The participants then responded to the questions: “Compared to the average fellow college student, how racist is this person?” and “Compared to the average fellow college student, how racist are you?”

The researchers found that the participants consistently rated the other person as more racist than themselves. This was true even after the participants had been encouraged to disregard political correctness and were reminded their responses were completely confidential.

“Taken together, this work suggests that people are less likely to base their racist trait ratings on behavioral evidence when evaluating themselves compared to when they are evaluating another. By doing so, people are able to maintain the self-perception that they are not racist even in the face of contradictory behavioral evidence,” the researchers explained.

The study — like all research — includes some limitations. Sixteen participants expressed suspicion that the responses from the other student were their own, but they were removed from the study.

It is still unclear why people think they’re less racist than the average person. But past research on the better-than-average effect provides some clues.

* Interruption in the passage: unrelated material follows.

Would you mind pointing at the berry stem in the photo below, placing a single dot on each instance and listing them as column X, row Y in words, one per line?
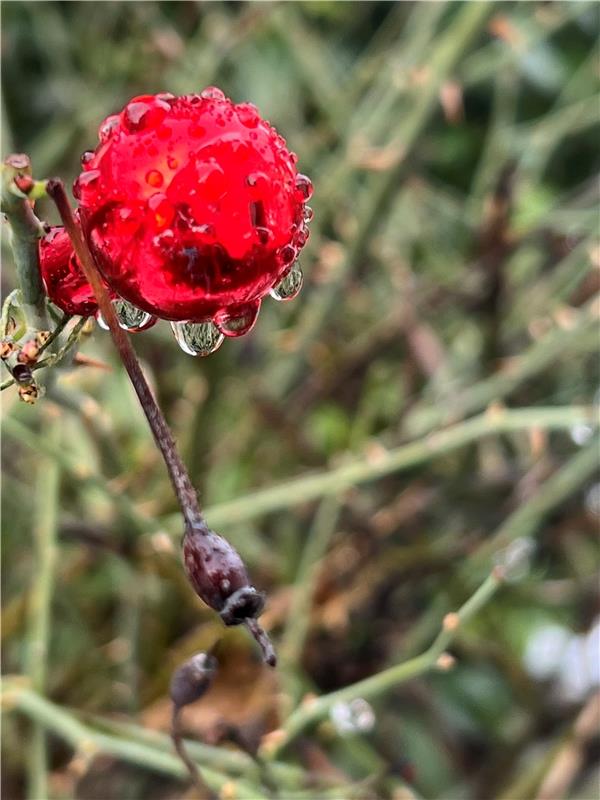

That research has indicated that “people are more likely to base their own trait estimates on their peak behavioral performances but base their estimates of others’ traits on their average performances,” the researchers explained.

“Participants may be more likely to think of a few instances when they behaved in an egalitarian manner and weight these instances more heavily when judging their own racism than when judging another’s.”

The study, “Examining the asymmetry in judgments of racism in self and others“, was authored by Angela C. Bell, Melissa Burkley, and Jarrod Bock.